Different from yours, but not what we want. Let's do something else:

#include <iostream>
#include <string>
#include <locale.h>

int main()
{
    setlocale(LC_ALL, "");
    std::wcout << L"ĀƁĊĐĒƑĢĦĪĴĶŁΜŊŌƤǬŖŞŦŪƲŴΧɎƵāƂċđēƒġħıĵķłɱŋōƥǭŗşŧūνŵχɏƶ\n";
}

stieber@gatekeeper:~ $ g++ Test.cpp;  ./a.out
ĀƁĊĐĒƑĢĦĪĴĶŁΜŊŌƤǬŖŞŦŪƲŴΧɎƵāƂċđēƒġħıĵķłɱŋōƥǭŗşŧūνŵχɏƶ

Much better. This is because we are setting the locale to the preferred locale, instead of the "C" locale, which just seems to hate unicode. Unfortunately, it's going to mess up things like numeric outputs, since locales are generally meant for localization, and using them for character encodings is just something that would need strong language to describe.

Using LC_CTYPE seems to work as well, and will probably affect fewer other things -- but, it's still not defined as "output character set" so it's still not 100% safe.

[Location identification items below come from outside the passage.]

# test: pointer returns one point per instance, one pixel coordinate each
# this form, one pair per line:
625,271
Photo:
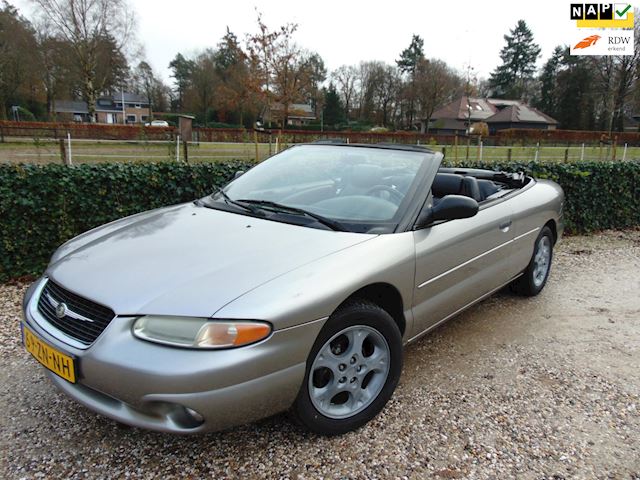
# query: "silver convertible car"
295,286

However, we can always do this:

#include <iostream>
#include <string>

int main()
{
    std::cout << "ĀƁĊĐĒƑĢĦĪĴĶŁΜŊŌƤǬŖŞŦŪƲŴΧɎƵāƂċđēƒġħıĵķłɱŋōƥǭŗşŧūνŵχɏƶ\n";
}

stieber@gatekeeper:~ $ g++ Test.cpp;  ./a.out
ĀƁĊĐĒƑĢĦĪĴĶŁΜŊŌƤǬŖŞŦŪƲŴΧɎƵāƂċđēƒġħıĵķłɱŋōƥǭŗşŧūνŵχɏƶ

Because we're just bypassing the locale and use UTF-8.

HOWEVER, observe:

#include <iostream>
#include <string>
#include <locale.h>

int main()
{
    setlocale(LC_ALL, "");
    std::cout << "ĀƁĊĐĒƑĢĦĪĴĶŁΜŊŌƤǬŖŞŦŪƲŴΧɎƵāƂċđēƒġħıĵķłɱŋōƥǭŗşŧūνŵχɏƶ\n";
    std::wcout << L"ĀƁĊĐĒƑĢĦĪĴĶŁΜŊŌƤǬŖŞŦŪƲŴΧɎƵāƂċđēƒġħıĵķłɱŋōƥǭŗşŧūνŵχɏƶ\n";
}

This does not work:

stieber@gatekeeper:~ $ g++ Test.cpp;  ./a.out
ĀƁĊĐĒƑĢĦĪĴĶŁΜŊŌƤǬŖŞŦŪƲŴΧɎƵāƂċđēƒġħıĵķłɱŋōƥǭŗşŧūνŵχɏƶ
▒
▒"&*46A▒JL▒▒V^fj▒t▒N▒▒
                      ▒!'157BqKM▒▒W_gk▒u▒O▒

We get the correct string first, followed by a garbled string. Do NOT mix std::cout and std::wcout -- I'm not entirely sure why that is, or whether I can reset whatever is responsible, but it seems like a bad idea for now.